そして薄型テレビ、別の机にはパソコンやゲーム機に繋げられたゲーミングモニターとチェア。机の棚にはゲームソフトがずら~っと並んでいた。
(やっぱり剣くん、ゲーム好きって感じ)
みのりはそう思いながら、徐ろに棚の中のゲームソフトに手を出した。
「あ! これ私がやりたかったゲームじゃない!! 剣くんこんなの持ってたんだ」
「………やるか?」
「やりたい!! すっごいやりたい、ねぇ剣くんやらせておねが〜〜い♡♡」
(何でこんな時だけ色気出しとんねん)
剣は少し舌打ちしながら、薄型テレビに据置型ゲーム機のケーブルを繋げて電源を入れる。やりたかったゲームは、数十年前にヒットしたレトロのシューティングゲーム。みのりは意外と昔物に興味を惹かれやすいようだ。
「大丈夫か? そのゲーム古いし結構ムズイで。クリア出来んのか?」
「むっ、バカにしないでよ。私だってやれば出来るんだから!」
ボタン一つでゲームスタート。しかし、みのりの慣れない操作と敵機の素早い動きで早くも撃沈。呆気ない幕切れに剣が横から鼻で笑っていた。
「あははは……今のは軽い準備運動よ。本番はこれからこれから!」
あからさまなごまかしを添えてゲーム再開。2回目は学習能力を駆使してちょっとはマシになってきたが、やっぱしダメ。弾に不意打ちを食らってまた撃沈。
「あ~ん! 難し過ぎる!!」
今どきのゲームとは違って、レトロゲームは容赦ない難易度を突き付けられるものが多い。実力平均点のみのりは、そんなレトロの洗礼を喰らわれた。
「しょうがねぇな……ちょっとゲーム止めな。コツ教えてやっから」
しびれを切らした剣がみのりに駆け寄り、彼女もコントローラーを彼に渡した。
「ええか? お前は敵の動きに驚いちゃって、ちょこまか余計に動かしすぎちゃってるんだ。だから敵にぶつかって失敗する。
ここは持ち場からあまり動かないで、敵に近づきすぎないように弾を撃つ。敵の弾が来たときだけ避ければいいんだ。得点とか気にしないで、進めることだけ考えれば徐々に上手くなるぞ」
これがシューティングゲームの基本。それを剣はちょっとだけプレイしながらみのりに教えた。
「分かった、ありがとう剣くん!」
みのり、再度プレイ! するとどうだろう、さっきまで自分から自滅していったプレイから、高得点とまでいかないが一気に形になっていった。

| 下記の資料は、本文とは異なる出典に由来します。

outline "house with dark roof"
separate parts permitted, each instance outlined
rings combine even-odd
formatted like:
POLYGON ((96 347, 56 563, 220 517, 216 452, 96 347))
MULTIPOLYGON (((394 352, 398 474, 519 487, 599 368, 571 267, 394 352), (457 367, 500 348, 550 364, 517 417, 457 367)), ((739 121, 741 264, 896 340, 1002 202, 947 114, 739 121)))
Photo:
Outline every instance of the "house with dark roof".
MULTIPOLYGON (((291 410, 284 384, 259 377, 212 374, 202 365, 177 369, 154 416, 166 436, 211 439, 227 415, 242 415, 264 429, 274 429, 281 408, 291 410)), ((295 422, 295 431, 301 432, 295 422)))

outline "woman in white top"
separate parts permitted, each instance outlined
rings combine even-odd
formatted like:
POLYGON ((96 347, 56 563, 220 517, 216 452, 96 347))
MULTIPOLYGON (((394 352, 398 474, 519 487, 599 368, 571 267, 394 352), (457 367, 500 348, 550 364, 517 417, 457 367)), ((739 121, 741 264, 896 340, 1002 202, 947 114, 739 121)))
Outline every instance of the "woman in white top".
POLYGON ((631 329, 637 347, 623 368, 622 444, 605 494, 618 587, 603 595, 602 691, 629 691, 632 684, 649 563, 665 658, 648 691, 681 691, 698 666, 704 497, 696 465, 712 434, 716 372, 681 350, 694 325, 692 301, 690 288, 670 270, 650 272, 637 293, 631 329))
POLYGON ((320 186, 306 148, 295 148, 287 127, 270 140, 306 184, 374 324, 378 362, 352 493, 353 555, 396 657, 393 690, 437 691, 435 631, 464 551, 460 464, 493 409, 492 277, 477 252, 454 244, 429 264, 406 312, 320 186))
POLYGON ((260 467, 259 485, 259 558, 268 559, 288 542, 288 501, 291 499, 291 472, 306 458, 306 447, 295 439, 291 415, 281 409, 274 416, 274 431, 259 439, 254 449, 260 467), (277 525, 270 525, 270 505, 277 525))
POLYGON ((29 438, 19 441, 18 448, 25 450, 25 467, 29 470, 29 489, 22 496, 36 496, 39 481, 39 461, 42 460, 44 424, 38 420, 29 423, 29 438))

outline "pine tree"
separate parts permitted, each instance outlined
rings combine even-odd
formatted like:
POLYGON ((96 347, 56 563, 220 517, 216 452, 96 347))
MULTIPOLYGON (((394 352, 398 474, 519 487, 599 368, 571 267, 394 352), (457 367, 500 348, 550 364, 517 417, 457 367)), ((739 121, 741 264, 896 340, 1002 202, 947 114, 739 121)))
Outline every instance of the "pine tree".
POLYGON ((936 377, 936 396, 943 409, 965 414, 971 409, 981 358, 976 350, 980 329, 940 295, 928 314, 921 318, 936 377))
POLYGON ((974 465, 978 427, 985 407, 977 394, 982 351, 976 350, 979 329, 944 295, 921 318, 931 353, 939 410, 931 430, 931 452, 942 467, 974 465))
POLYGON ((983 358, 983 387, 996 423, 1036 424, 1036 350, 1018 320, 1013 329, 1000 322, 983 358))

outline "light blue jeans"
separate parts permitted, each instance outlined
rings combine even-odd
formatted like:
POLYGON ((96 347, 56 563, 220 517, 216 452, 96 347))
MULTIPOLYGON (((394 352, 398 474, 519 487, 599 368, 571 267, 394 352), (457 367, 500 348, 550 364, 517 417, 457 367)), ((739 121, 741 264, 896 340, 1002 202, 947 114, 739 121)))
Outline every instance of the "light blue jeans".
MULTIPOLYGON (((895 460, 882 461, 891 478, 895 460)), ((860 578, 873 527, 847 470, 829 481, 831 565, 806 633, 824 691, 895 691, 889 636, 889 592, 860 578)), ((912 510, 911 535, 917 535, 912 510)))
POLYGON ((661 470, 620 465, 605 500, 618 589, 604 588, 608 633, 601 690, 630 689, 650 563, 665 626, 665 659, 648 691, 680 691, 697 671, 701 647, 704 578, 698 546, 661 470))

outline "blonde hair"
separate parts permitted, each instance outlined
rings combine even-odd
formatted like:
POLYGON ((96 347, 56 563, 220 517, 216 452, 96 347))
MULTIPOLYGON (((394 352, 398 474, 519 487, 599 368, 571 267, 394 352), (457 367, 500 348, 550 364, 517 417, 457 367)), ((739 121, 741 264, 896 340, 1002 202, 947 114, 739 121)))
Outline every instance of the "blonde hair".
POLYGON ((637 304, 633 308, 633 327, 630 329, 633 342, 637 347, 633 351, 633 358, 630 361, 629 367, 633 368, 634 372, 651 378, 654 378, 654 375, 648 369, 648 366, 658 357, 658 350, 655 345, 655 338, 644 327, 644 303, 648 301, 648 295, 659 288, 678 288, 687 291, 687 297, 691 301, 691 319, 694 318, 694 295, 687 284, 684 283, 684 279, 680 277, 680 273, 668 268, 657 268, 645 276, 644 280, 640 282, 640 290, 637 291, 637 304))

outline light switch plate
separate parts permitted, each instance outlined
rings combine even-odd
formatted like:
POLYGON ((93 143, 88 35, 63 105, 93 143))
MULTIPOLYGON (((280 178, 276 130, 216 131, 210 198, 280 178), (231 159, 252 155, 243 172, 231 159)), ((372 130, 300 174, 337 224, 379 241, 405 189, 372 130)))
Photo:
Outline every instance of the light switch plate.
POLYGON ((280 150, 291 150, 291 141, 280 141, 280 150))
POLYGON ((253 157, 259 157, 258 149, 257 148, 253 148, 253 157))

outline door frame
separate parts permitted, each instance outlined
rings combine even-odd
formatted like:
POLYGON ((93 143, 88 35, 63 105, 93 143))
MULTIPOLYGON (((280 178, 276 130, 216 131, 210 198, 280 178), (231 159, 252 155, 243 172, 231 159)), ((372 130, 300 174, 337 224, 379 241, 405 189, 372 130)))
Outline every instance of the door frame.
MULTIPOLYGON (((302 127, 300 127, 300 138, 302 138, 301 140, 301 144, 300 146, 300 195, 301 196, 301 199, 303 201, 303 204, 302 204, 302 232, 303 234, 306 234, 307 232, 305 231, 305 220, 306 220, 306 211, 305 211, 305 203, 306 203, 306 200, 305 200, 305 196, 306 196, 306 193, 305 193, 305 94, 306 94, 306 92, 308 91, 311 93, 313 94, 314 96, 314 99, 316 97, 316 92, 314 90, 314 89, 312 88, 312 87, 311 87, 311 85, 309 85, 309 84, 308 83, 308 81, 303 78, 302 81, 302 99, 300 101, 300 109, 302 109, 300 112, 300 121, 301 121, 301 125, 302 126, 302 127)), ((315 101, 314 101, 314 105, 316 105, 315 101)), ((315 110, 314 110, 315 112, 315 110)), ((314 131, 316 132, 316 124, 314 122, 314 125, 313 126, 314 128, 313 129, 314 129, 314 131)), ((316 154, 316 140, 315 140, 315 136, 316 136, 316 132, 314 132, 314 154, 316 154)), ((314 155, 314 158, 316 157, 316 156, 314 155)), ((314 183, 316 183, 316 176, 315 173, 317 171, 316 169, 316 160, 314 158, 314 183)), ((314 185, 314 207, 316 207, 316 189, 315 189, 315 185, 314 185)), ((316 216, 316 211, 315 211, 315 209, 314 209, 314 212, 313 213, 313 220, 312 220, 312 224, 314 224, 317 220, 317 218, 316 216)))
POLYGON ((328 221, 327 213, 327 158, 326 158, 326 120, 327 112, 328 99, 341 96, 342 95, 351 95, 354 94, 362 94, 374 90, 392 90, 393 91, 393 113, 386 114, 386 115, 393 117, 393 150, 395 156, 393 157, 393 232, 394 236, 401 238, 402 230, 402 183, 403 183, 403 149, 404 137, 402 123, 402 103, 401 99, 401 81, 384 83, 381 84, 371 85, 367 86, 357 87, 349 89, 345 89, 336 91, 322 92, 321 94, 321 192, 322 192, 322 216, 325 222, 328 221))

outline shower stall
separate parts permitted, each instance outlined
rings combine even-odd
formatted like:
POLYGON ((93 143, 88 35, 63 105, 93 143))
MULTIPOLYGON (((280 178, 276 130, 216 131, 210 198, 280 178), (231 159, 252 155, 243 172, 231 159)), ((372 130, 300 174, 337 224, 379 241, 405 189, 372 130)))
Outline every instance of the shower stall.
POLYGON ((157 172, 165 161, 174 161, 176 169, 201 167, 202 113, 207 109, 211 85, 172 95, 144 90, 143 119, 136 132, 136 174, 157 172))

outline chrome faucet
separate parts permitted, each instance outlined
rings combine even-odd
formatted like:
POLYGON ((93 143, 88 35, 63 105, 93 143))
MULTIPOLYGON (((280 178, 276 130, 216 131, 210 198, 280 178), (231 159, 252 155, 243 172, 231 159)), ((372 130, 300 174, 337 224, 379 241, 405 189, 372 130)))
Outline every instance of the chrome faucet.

1面のラスボス。通常よりも激しい敵の攻撃に翻弄され、そのままやられていった。クリアまでは行かなかったが見事な躍進だ。
「あ~惜しい! でも剣くんのお陰でこんなに進めたわ! 嬉しい~♪」
失敗しても楽しそうにプレイするみのりを見て、剣は心情を内に語る。
(あいつ、ホントに楽しそうにゲームしとる。俺もまたあの頃に戻れたら………)
想いに更ける桐山剣。どっこいしょとカントリーな床から身体を起こして立ち上がる。
「ちょっとトイレ行ってくる。あとは一人でもプレイ出来るだろ?」
「うん、大丈夫」
みのりはさっきのプレイで疲れたのか、ポーズボタンを押して一旦休憩。コロンと床に寝転んだ。彼女の目先には本棚の上から飾られた2つの写真立て。
(あれは……?)
みのりは写真立てを手に取る。そこに写っていたのは、矛玄ではない剣の両親の写真。
そしてもう片方は、剣を含めた7人の親友らしき人物と撮った写真だった。
「………………」
みのりは時が止まったかのように立ち尽くしていた。
『みのりちゃん! ご飯出来たぞ!!』
「あっ、はーい! ゲームも消さないと」
1階から矛玄の声を聞いたみのりは、夕食に向かうべくゲームとテレビの電源を落とし、剣の自室を後にするのだった。